There are the nice and simple identities,
$$(2x+1)^2 + (2x^2+2x-1)^2 - (2x^2+2x)^2 = 2$$
$$ (6x^3+1)^3 + (-6x^3+1)^3 + (-6x^2)^3 = 2$$
$$ (8x^5-2x)^4 + (8x^4+1)^4 + (8x^4-1)^4 - (8x^5+2x)^4 - (4x^2)^4 = 2$$
$$ (-8x^6+2x)^5 + (-8x^6-2x)^5 + (8x^5+1)^5 + (-8x^5+1)^5 + 2(8x^6)^5 = 2$$
with the first two presumably discovered by multiple authors, while $k=4$ is by Seiji Tomita and $k=5$ by Ajai Choudhry.
Q: Can we find the $k=6$ or $k=7$ version?

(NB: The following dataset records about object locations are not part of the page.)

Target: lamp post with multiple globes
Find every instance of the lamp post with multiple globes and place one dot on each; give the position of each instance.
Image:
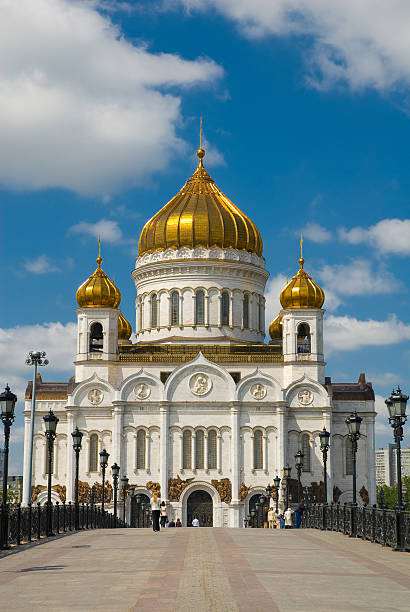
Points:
(7, 401)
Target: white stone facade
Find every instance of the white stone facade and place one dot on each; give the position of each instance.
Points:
(245, 414)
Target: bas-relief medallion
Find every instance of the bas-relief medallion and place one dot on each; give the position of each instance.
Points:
(305, 397)
(200, 384)
(142, 391)
(258, 391)
(95, 396)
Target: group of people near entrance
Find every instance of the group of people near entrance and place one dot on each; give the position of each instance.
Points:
(286, 520)
(160, 516)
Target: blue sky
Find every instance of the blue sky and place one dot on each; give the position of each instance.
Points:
(306, 123)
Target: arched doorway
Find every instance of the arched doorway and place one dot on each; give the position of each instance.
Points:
(258, 517)
(199, 505)
(140, 511)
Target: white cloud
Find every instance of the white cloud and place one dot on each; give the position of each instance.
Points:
(40, 265)
(272, 293)
(346, 333)
(85, 108)
(363, 43)
(387, 236)
(109, 231)
(357, 278)
(316, 233)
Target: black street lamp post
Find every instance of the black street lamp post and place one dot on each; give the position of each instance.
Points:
(103, 463)
(396, 405)
(50, 422)
(77, 438)
(7, 401)
(124, 482)
(115, 473)
(353, 426)
(287, 470)
(324, 447)
(276, 485)
(299, 467)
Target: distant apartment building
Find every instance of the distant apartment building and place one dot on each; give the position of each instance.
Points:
(386, 465)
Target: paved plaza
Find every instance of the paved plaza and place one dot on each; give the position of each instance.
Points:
(206, 569)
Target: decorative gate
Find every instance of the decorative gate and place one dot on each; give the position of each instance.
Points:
(140, 511)
(200, 506)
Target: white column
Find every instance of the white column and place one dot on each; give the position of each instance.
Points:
(206, 451)
(193, 457)
(219, 453)
(147, 452)
(371, 461)
(181, 451)
(163, 451)
(26, 490)
(235, 452)
(117, 417)
(71, 425)
(265, 453)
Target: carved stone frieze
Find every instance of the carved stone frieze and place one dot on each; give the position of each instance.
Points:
(176, 486)
(224, 488)
(154, 487)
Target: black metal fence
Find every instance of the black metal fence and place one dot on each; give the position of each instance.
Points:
(30, 523)
(386, 527)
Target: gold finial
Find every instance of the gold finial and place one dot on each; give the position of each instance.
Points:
(99, 258)
(301, 260)
(200, 152)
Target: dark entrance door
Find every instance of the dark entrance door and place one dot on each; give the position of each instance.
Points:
(140, 511)
(200, 505)
(257, 520)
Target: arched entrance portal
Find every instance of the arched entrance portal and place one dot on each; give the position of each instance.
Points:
(140, 511)
(257, 514)
(199, 505)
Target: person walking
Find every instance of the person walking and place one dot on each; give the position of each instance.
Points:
(163, 514)
(300, 508)
(155, 509)
(289, 518)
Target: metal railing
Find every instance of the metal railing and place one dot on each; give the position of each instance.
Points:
(386, 527)
(30, 523)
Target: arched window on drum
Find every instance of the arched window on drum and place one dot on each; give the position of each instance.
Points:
(306, 452)
(93, 453)
(154, 310)
(175, 308)
(303, 338)
(257, 450)
(212, 450)
(187, 450)
(245, 311)
(199, 307)
(225, 308)
(96, 338)
(141, 442)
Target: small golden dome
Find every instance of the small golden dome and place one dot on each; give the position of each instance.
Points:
(302, 291)
(98, 291)
(200, 215)
(275, 328)
(124, 330)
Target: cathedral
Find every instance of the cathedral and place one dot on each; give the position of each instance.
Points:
(198, 408)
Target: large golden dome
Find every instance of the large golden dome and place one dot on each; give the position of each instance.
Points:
(302, 291)
(98, 291)
(200, 215)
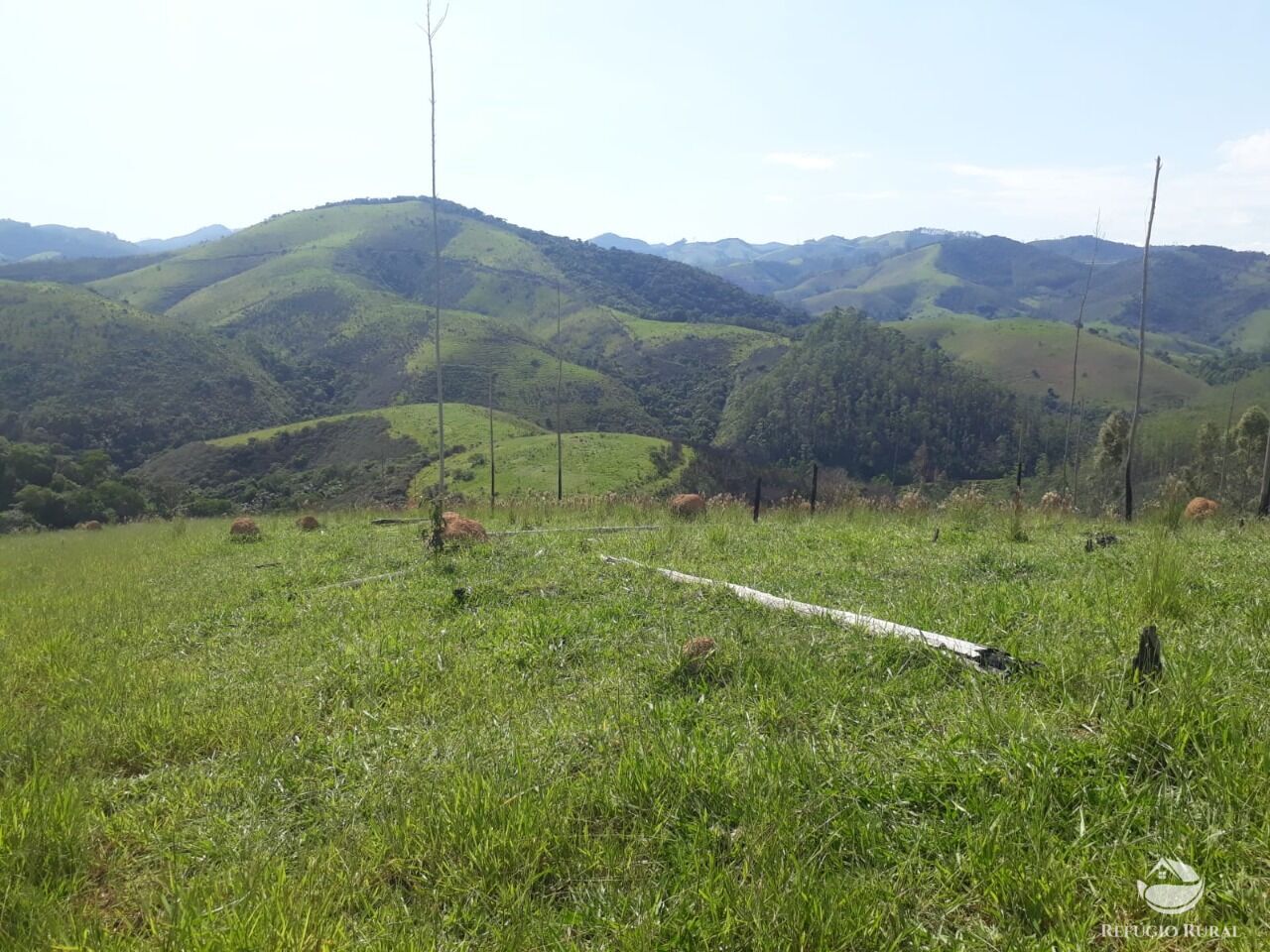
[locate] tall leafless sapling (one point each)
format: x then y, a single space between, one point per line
1225 440
1076 348
559 381
431 31
1142 353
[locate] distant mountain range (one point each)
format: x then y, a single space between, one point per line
1203 296
21 241
327 311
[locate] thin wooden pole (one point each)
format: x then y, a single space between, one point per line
1225 440
559 424
1264 503
1142 353
492 379
1076 349
1076 454
436 243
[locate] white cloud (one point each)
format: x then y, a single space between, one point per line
804 162
1224 202
1250 154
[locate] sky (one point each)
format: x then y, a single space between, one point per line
693 119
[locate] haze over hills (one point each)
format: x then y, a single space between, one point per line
322 312
21 241
327 311
1203 298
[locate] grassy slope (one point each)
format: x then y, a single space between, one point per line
525 456
199 753
463 424
347 286
593 463
1012 350
118 371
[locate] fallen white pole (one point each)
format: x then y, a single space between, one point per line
980 655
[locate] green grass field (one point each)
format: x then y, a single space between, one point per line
202 748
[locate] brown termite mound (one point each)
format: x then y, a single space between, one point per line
460 529
244 530
1201 508
688 504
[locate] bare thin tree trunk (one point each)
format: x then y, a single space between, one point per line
436 241
492 379
1225 440
1142 353
1076 453
559 424
1076 349
1264 504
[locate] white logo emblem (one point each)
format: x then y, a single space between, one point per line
1174 888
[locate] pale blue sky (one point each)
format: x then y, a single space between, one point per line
656 119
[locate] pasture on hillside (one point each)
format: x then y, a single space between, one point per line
203 748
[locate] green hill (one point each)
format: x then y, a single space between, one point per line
593 463
335 301
82 371
389 457
870 400
1034 358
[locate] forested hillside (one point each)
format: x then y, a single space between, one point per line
866 399
86 372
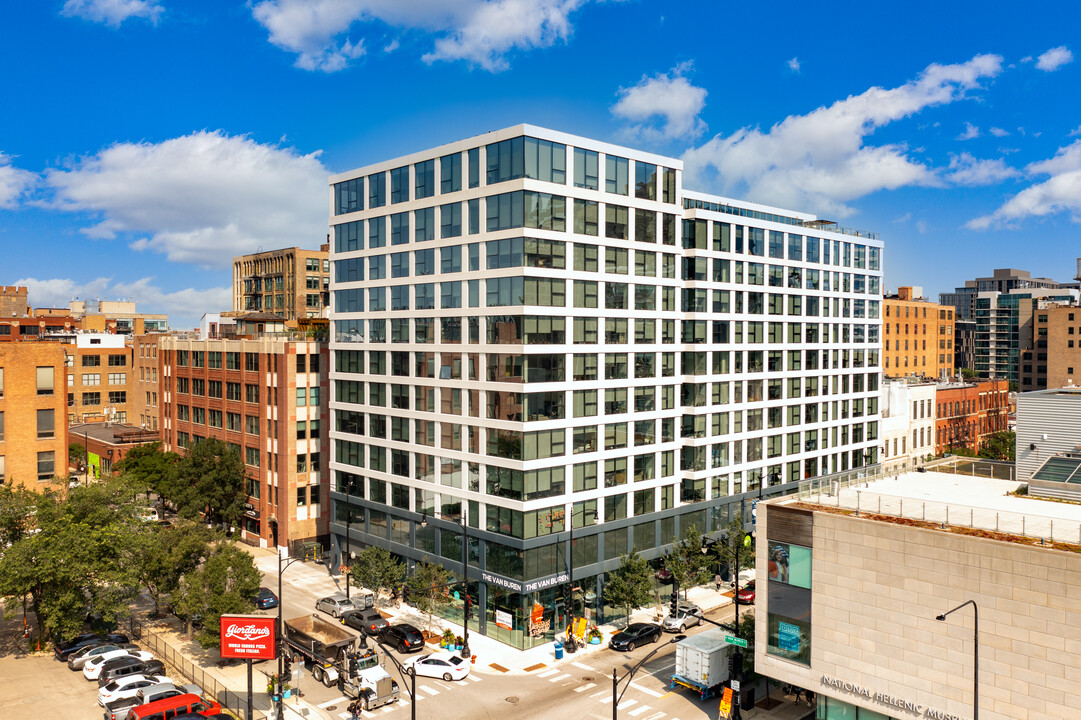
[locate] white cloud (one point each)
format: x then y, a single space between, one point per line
818 161
970 132
200 198
112 12
14 182
184 306
666 97
1054 58
1059 192
479 31
966 170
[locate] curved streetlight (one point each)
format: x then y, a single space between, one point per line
975 652
616 695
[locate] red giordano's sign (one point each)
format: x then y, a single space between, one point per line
248 637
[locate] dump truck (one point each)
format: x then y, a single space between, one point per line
702 663
336 661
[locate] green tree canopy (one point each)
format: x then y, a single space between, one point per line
226 583
210 479
427 588
376 569
630 585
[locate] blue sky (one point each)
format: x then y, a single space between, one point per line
144 143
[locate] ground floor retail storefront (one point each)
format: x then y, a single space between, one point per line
524 587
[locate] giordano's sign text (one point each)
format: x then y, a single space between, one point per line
889 701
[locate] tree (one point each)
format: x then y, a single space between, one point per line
686 562
630 585
226 583
161 556
209 481
376 569
76 563
427 588
1000 445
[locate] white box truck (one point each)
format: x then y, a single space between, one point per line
702 662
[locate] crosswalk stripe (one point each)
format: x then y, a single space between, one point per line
336 701
645 690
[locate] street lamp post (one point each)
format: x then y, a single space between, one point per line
616 695
975 653
465 578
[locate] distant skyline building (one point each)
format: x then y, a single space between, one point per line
539 335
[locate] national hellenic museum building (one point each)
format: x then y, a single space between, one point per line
884 601
547 352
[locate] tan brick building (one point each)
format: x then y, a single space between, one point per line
1054 360
291 282
99 378
265 396
917 335
34 435
848 604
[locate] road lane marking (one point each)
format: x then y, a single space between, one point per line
341 698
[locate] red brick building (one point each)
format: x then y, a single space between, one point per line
969 413
265 396
34 436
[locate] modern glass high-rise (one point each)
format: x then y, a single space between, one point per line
534 331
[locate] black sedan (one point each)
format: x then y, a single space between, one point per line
635 635
368 621
265 599
404 638
66 649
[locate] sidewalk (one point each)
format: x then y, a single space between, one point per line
492 656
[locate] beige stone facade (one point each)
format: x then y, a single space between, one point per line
877 588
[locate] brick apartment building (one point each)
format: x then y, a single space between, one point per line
917 334
264 395
34 435
968 413
1054 360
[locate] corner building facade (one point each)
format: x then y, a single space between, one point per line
548 340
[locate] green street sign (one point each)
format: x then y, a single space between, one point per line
735 641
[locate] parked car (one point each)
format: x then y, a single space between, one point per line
92 670
368 621
122 667
128 687
65 649
404 638
76 662
335 605
442 665
635 635
265 599
686 615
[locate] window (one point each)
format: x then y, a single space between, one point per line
45 378
616 171
586 167
47 465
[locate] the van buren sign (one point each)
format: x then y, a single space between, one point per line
889 701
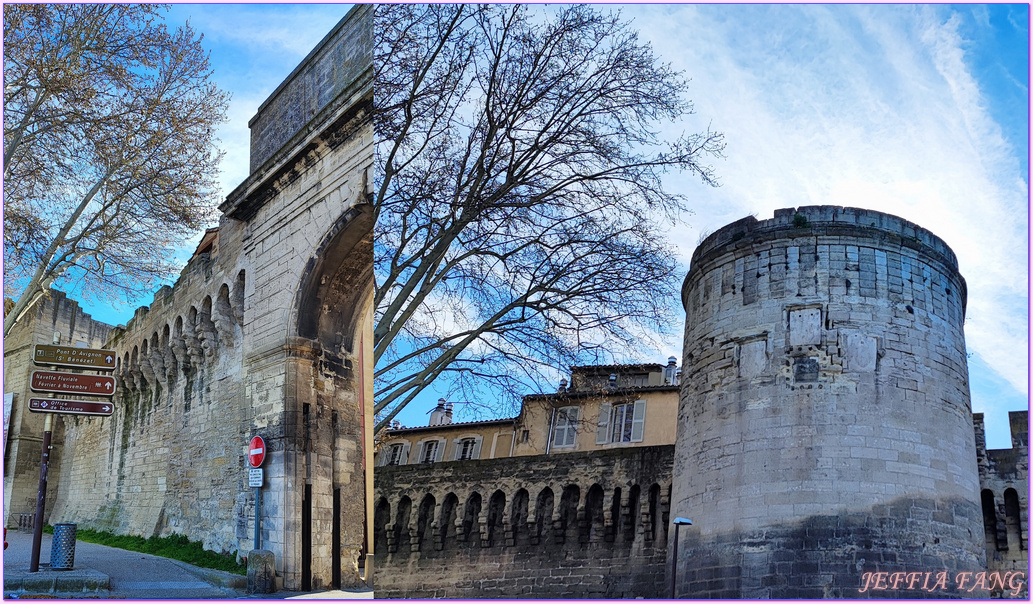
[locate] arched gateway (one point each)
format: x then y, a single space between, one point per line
262 335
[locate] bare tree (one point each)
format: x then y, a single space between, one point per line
108 155
520 205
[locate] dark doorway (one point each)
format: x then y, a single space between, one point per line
336 543
307 539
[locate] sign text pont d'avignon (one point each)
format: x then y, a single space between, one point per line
70 356
72 383
72 407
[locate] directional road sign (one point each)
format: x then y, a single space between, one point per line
69 407
256 451
71 356
72 383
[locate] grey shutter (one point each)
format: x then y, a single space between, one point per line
601 433
573 413
638 421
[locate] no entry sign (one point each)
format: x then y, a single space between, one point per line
256 451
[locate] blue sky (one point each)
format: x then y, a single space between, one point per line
916 110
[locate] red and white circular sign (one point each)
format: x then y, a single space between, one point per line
256 451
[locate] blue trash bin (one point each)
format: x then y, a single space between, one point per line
63 546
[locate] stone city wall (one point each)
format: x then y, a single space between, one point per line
825 427
591 525
1004 483
55 320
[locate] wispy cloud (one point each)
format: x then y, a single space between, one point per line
873 106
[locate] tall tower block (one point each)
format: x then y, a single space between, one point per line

P.S. Jarek Wrobleski found,
$$(1 + 3^5\sqrt3\, x^7)^7 + (1 - 3^5\sqrt3\, x^7)^7 + (3x - 3^6x^8)^7 + (-3x - 3^6x^8)^7 + 2(3^6x^8)^7 = 2$$
though since this is a Diophantine problem and to be consistent with the rest, terms should be integers.